Collomb répète que la seule fois où il a saisi le parquet sur la base de l’article 40, c’était pour une infraction au titre de la loi de 1881 sur la liberté de la presse ; mais comme il est un peu gâteux il parle de la loi de 1981. Et puis il fait la liste des infractions à la loi sur la liberté de la presse ayant donné lieu à des saisines du parquet.

Au tour d’Ugo Bernalicis, député France Insoumise. Qui donne lecture de l’article de l’article 40 du CPP. Il demande si Collomb a diligenté une enquête interne pour savoir comment Benalla avait eu accès à la salle de commandement du ministère de l’intérieur.
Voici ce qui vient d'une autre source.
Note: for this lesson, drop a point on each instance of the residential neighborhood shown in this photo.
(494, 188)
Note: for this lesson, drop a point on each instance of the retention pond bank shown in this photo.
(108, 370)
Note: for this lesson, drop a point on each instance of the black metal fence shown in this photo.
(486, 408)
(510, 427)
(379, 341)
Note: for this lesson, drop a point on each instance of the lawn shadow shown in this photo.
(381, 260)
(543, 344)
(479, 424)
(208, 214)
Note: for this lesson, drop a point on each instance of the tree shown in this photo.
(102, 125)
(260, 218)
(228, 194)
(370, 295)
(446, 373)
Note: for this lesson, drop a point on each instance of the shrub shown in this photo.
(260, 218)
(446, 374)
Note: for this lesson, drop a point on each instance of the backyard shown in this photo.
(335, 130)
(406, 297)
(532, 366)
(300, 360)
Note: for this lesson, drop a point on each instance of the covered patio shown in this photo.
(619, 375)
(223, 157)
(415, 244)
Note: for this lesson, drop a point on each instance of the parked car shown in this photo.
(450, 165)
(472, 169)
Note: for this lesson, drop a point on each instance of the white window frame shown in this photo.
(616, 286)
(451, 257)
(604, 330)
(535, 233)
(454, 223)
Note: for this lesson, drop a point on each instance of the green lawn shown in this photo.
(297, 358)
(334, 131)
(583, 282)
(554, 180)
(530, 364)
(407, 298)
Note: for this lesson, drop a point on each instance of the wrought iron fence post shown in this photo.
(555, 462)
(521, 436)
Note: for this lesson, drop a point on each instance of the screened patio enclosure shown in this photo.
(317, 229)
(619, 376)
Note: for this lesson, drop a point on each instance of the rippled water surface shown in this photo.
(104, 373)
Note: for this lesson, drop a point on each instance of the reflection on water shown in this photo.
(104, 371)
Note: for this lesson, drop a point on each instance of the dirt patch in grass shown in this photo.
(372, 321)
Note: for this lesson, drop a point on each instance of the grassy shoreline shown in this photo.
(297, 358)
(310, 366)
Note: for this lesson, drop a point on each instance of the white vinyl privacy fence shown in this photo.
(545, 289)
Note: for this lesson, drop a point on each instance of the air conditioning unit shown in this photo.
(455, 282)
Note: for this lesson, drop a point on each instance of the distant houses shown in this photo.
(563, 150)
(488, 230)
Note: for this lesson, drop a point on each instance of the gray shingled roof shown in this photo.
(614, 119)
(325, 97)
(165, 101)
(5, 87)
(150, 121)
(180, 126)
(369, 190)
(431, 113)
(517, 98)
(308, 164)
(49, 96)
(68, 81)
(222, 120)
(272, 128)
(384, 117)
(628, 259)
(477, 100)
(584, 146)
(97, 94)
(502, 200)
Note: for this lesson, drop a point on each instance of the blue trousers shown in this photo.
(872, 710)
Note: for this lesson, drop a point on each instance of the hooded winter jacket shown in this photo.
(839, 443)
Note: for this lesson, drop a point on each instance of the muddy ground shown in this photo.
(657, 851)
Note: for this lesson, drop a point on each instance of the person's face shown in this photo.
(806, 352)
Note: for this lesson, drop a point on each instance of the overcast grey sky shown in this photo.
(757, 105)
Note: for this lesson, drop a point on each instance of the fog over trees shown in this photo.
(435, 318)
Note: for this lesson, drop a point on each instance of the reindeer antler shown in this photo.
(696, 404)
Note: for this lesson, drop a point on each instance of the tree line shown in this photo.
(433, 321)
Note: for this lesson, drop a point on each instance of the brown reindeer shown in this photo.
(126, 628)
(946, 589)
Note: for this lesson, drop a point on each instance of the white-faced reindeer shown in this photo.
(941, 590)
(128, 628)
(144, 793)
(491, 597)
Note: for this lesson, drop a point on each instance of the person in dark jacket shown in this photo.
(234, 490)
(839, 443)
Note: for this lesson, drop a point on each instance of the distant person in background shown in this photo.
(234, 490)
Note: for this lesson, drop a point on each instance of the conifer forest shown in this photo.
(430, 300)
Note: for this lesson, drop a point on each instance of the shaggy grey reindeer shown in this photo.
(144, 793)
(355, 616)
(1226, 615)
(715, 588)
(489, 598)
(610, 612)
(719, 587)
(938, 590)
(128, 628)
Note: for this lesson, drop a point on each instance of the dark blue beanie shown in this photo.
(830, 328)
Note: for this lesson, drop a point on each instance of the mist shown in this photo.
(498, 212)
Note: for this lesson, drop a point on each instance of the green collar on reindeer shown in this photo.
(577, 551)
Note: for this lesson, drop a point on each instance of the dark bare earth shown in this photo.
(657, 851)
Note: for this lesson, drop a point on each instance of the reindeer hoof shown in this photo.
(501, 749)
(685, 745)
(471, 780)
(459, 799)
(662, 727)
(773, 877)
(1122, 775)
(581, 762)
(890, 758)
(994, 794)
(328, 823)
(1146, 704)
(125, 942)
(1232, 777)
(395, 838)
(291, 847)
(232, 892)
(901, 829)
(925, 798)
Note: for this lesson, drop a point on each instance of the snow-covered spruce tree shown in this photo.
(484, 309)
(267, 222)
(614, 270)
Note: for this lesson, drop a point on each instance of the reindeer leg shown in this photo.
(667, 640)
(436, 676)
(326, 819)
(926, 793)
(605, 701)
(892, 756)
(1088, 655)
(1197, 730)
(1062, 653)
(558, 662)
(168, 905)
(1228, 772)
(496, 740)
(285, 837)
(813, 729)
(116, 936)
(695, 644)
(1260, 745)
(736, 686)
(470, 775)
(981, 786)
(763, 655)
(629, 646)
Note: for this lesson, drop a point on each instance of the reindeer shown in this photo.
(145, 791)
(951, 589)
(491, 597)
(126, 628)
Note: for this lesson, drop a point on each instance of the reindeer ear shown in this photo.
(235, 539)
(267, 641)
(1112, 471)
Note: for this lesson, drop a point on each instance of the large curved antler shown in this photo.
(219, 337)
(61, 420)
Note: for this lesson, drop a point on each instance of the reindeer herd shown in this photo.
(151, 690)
Gégé répond que c’est l’objet de l’enquête de l’IGPN. Bernalicis demande si Collomb connait Mizerski, qui accompagnait Benalla sur le dispositif du 1er mai, et le rôle de celui-ci à la préfecture de police.

Collomb répond qu’il n’avait jamais entendu parler de Mizerski, qui s’occupe des manifestations et des troubles à l’ordre public. « Il existe quand même un certain nombre de policiers et de gendarmes, et je ne sais pas ce que fait chacun ». Suite à une autre question de Bernalicis, Collomb explique qu’un internaute avait signalé la vidéo de Benalla sur la plateforme de l’IGPN, mais que l’inspection n’avait pas estimé que les faits montrés justifiaient l’ouverture d’une enquête… Superbe.

La parole est donné au fasciste Collard. Qui demande à Collomb s’il connait la société de sécurité Byblos. Gégé répond que oui, parce qu’elle est basée à Lyon… Question de Collard : « Comment se fait-il que vous n’ayez pas su tout cela ? » (tout cela renvoyant à plein de trucs précédemment énumérés par Collard). Collomb répond qu’il se consacre d’abord au terrorisme et à Notre-Dame-des-Landes…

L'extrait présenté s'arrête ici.